Returns Whisk's cipher connection.

Whisk.Config.redis_instance

Returns Whisk's redis connection.

Whisk.Config.io_instance

Returns Whisk's socket.io instance (only available in websocket mode).

Whisk.Config.express_instance

Returns Whisk's express instance (only available in web mode).

Whisk.Auth

Whisk.Auth.get_cipher_address_from_ws

Provided a websocket connection, this function returns the Cipher address (allowing messages to be transmitted to just that client).

Example:

var cipher_addr = Whisk.Auth.get_cipher_address_from_ws({socket: socket});

console.log('cipher namespace: ' + cipher_addr.ns + ', node id: ' + cipher_addr.nid + ', tenent id: ' + cipher_addr.tid);

Whisk.Config.cipher_instance().transmit(
  "some.observer.handler",
  {message: 'Hello'},
  cipher_addr,
  cipher_addr.tid
);

Whisk.Auth.get_sid_from_web_req

Returns the web session id given express web request.

Example:

var sid = Whisk.Auth.get_sid_from_web_req(req);

Whisk.Auth.get_sid_from_web_req_cookies

NOTE: will be deprecated shortly. Please use Whisk.Auth.get_sid_from_web_req().

Returns the web session id given express web request cookies. Whisk internally maintains how the cookie is named.

Example:

var sid = Whisk.Auth.get_sid_from_web_req_cookies(req.cookies);

Whisk.Auth.start_ws_session_sync

Called only from within the web service, this function starts the session sync process. It returns the ws_token that is then used when initializing the Whisk javascript client in order to confirm the session on the websockets-side.

Example:

Whisk.Auth.start_ws_session_sync({
  sid: whisk.Auth.get_sid_from_web_req(req),
  user_id: '1234567890'
}, function(ws_token, err) {
   ... now the web client must call Whisk.WebSocket.init with the ws_token ...
});

Whisk.Auth.confirm_ws_session_sync

Called only from within the websocket service, this function completes the session sync process. It is not necessary to call this function but it is described here in order to illustrate how the confirmation process is completed.

socket.emit("whisk.auth.request", {}, function(payload) {
  Whisk.Auth.confirm_ws_session_sync({
    token: payload.ws_token,
    socket: socket,
    success: confirm_ws_session_sync_success_fn,
    failure: confirm_ws_session_sync_failure_fn,
    error: confirm_ws_session_sync_error_fn,
  });
});

NOTE: the "whisk.auth.request" client-side socket.io listener that receives this emit is defined in the Whisk client library.

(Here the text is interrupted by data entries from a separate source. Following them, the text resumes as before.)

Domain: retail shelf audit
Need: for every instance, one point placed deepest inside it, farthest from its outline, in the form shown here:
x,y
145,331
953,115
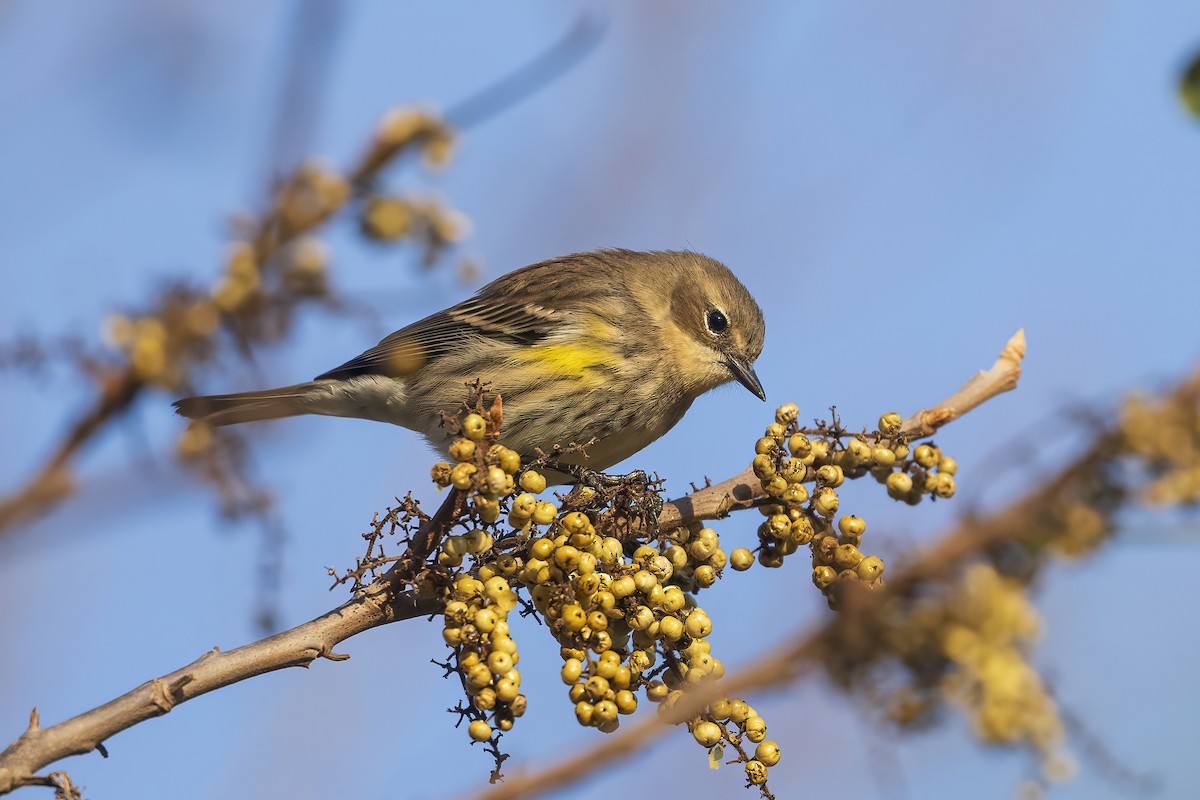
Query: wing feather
x,y
469,323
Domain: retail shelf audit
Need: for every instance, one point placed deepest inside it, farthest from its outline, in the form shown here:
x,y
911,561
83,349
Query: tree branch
x,y
741,491
381,602
384,601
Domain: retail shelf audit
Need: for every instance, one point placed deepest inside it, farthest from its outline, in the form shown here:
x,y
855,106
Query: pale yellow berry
x,y
925,456
699,625
533,481
479,731
741,559
707,733
786,414
462,450
755,728
544,513
474,427
899,485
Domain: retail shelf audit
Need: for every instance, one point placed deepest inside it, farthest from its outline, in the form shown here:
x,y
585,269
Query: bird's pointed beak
x,y
742,370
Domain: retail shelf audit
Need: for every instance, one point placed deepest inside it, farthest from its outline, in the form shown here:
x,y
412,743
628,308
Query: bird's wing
x,y
479,319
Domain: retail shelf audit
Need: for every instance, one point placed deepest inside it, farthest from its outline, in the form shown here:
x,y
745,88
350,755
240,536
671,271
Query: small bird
x,y
609,347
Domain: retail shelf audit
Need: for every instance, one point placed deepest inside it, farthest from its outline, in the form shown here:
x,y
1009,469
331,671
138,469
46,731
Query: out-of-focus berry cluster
x,y
1164,434
970,645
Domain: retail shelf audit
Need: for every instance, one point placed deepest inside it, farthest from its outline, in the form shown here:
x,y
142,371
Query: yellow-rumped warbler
x,y
611,346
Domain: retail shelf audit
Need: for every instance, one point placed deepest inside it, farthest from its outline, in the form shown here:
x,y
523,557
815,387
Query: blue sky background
x,y
901,187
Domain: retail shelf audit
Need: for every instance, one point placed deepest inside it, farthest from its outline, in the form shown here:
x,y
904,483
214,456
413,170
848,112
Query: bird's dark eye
x,y
717,322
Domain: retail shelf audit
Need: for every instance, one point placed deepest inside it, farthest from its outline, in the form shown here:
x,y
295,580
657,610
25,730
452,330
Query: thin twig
x,y
381,602
384,601
741,491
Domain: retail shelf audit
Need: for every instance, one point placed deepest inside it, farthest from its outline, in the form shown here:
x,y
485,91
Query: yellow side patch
x,y
568,360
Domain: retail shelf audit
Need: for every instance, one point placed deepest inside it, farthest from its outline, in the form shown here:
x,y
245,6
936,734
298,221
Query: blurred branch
x,y
381,602
859,635
300,205
741,491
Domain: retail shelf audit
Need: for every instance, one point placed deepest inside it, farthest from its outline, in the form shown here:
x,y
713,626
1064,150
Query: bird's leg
x,y
637,483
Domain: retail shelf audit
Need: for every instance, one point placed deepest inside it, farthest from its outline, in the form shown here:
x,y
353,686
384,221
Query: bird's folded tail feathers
x,y
247,407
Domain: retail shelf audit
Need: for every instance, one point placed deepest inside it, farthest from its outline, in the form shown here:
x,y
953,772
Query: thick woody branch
x,y
381,602
742,489
851,631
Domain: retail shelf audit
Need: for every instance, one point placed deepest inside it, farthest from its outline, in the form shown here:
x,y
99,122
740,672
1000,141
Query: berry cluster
x,y
622,609
619,595
789,457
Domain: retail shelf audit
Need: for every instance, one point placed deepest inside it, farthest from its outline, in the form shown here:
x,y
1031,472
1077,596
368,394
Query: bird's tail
x,y
249,407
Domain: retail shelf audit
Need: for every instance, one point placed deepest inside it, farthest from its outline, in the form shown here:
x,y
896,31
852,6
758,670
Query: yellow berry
x,y
707,733
831,475
823,576
870,569
544,513
799,445
889,426
786,414
699,625
706,576
852,525
925,456
847,555
574,617
499,662
462,476
462,450
826,501
763,467
507,690
479,731
441,474
509,461
899,485
474,427
755,728
605,713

Example Implementation, Step-By-Step

The "Hello World" example detailed in docs/EXAMPLE_SYSTEM.md demonstrates the construction of a Whisk application step-by-step. Once defined, "Hello World" runs on one web server and three websocket servers. This is a web application in which messages are shared among connected users using the following basic features:

• Home page in which a user is retrieved or created
• Random websocket node is pre-selected
• UI indicates which websocket server has been connected to
• Message can be added and sent to the websocket server by clicking "Say Something"
• Message received by the websocket server is modified and routed out to all connected clients
• Session reset page

The hello-world example implementation files have also been saved among the examples for your convenience.

Other Example Implementations

The so-basic example more comprehensively demonstrates a web-based realtime chat system. It is structured differently than "Hello World", and includes a worker node.js process. The following components serve so-basic as separate processes:

• Whisk/express web server
• Whisk/socket.io websocket server
• worker server

The chat-room example demonstrates a web-based realtime chat system that includes multiple rooms/locations. It also demonstrates the use of a proxy server with Whisk. The following microservices are used to serve chat-room:

• proxy server
• 2 Whisk/express web servers
• 2 Whisk/socket.io websocket servers
• worker server

Lastly, the chit-chat example hosted with Cipher demonstrates a bare-bones messaging between two web servers.